While her words fall on deaf ears for some, they're a much-needed wake-up call for others. Judge Gamble (Liz Carr) takes the revelation of her origin as a stolen variant hard, realizing that she's condemned other variants to death for falling outside of the same parameters she does. When she says, "All my life, I've always handed down the same verdict: guilty. The Time-Keepers deemed it so," audiences understand that she's broken free from the Matrix.

And it's that clarity that means so much more because Judge Gamble can so easily be swapped out with a number of authority figures in real life. Everyone watching "Loki" Season 2 can conjure up some leader, whether political, religious, or corporate, who could do with a similar reality check.
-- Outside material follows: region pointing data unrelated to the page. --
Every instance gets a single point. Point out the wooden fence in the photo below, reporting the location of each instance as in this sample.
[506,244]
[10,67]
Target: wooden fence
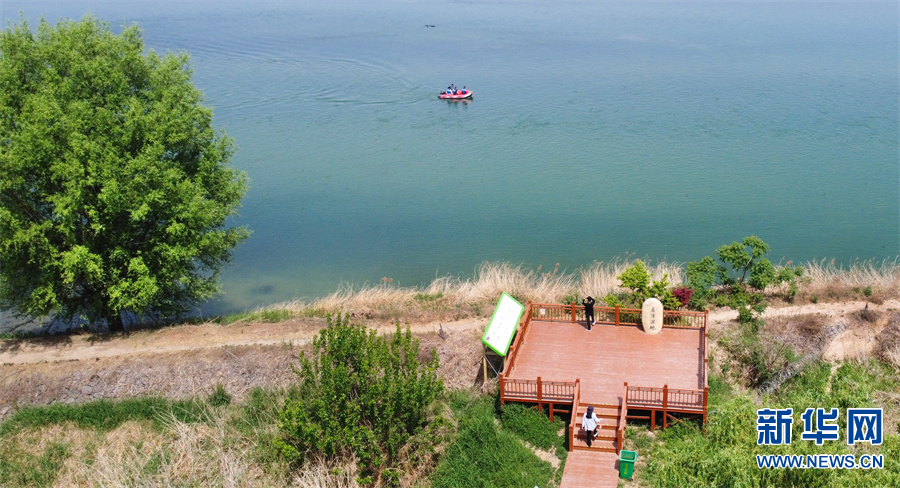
[666,400]
[618,316]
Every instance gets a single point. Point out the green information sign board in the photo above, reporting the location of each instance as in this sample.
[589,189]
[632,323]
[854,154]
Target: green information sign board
[503,324]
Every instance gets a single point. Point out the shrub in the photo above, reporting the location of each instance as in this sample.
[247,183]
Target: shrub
[358,393]
[703,275]
[683,295]
[612,300]
[637,279]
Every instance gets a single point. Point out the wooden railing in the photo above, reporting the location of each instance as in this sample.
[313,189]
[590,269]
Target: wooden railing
[666,399]
[620,431]
[537,391]
[704,354]
[676,319]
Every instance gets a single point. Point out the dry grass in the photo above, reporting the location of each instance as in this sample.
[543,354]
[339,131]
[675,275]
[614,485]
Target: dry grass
[449,297]
[196,454]
[452,298]
[803,333]
[828,282]
[209,453]
[601,279]
[888,348]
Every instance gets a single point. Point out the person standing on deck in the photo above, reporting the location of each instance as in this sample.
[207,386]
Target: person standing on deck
[589,424]
[589,311]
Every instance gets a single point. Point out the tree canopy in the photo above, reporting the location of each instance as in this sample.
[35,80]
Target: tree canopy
[114,187]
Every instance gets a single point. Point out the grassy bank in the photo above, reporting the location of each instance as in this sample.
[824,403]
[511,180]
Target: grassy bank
[208,442]
[450,298]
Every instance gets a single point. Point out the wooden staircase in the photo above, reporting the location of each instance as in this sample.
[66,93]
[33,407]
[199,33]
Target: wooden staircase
[608,418]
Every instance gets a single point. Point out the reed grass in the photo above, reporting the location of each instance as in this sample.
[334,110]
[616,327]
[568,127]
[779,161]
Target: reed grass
[450,297]
[884,275]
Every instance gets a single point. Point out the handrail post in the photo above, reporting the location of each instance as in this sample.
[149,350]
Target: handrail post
[665,404]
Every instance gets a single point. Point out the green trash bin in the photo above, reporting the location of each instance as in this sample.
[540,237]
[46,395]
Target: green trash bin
[626,464]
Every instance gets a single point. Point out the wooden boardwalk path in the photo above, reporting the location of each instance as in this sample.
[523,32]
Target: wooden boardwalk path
[620,370]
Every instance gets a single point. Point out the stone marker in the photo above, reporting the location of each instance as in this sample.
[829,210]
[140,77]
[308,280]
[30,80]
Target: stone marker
[651,316]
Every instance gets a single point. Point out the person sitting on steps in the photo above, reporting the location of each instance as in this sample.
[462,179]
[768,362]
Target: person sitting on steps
[590,424]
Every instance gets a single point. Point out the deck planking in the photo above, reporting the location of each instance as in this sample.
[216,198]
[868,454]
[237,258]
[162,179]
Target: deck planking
[608,356]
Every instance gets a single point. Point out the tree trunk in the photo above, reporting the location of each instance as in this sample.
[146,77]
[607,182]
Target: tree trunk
[115,323]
The idea of power realizing its own ramifications is so idyllic that it's almost too fantastical, even for a Marvel project, but only time will tell if Judge Gamble follows through on her new worldview.

'Wow. That makes perfect sense. There's no flaw in that logic.'

After a particularly confusing conversation between Mobius (Owen Wilson) and TVA tech guy Ouroboros (Ke Huy Quan), the latter says what everyone watching is probably thinking: "Wow. That makes perfect sense. There's no flaw in that logic." O.B.'s demeanor is so pure, his tone so genuine, and his smile so friendly that it's almost impossible to criticize him for being an apologetic mouthpiece to a seemingly self-aware production team. Yes, the line is funny because Quan is funny, but it's also funny because it's so obviously a moment of lampshading.

While lampshading can be used to great effect when meta-jokes are on the table, it can also be used to bypass necessary narrative adjustments. With this line coming so early in the season, it feels as though Marvel Studios is plainly informing audiences that critical analysis will not be tolerated. And that's frustrating because, again, it's coming out of Quan's mouth, an objectively talented and funny guy. How dare "Loki" make us feel conflicted emotions about that man! There's got to be a law on the books somewhere that penalizes that kind of thing.

'Not squirrel, not possum, not rats, something that's already dead, and nothing with a face. Please.'

After killing Kang variant He Who Remains, Sylvie lands in a McDonald's in a branched timeline, where the employee behind the counter asks her what she'd like to eat. In response, she says, "Not squirrel, not possum, not rats, something that's already dead, and nothing with a face. Please." The best part is that she delivers this list with practiced ease, as if she's rattled it off a hundred times before in a hundred different places, leaving audiences wondering whether variants of McDonald's serve living rodents and how often she's been offered food with a face still attached.

It's silly, gross writing, the kind that fits perfectly in a superhero TV series, but it's also smart because no one hears Sylvie recite her edible boundaries without immediately knowing that somewhere, somewhen, she's experienced a few of these situations. Of course, that's down to the acting too. Sophia Di Martino appears tired and resigned here, all except for when she remembers to punctuate her request with a "please." And that raises more questions: Why does she make sure to ask politely? What's happened in the past when she doesn't?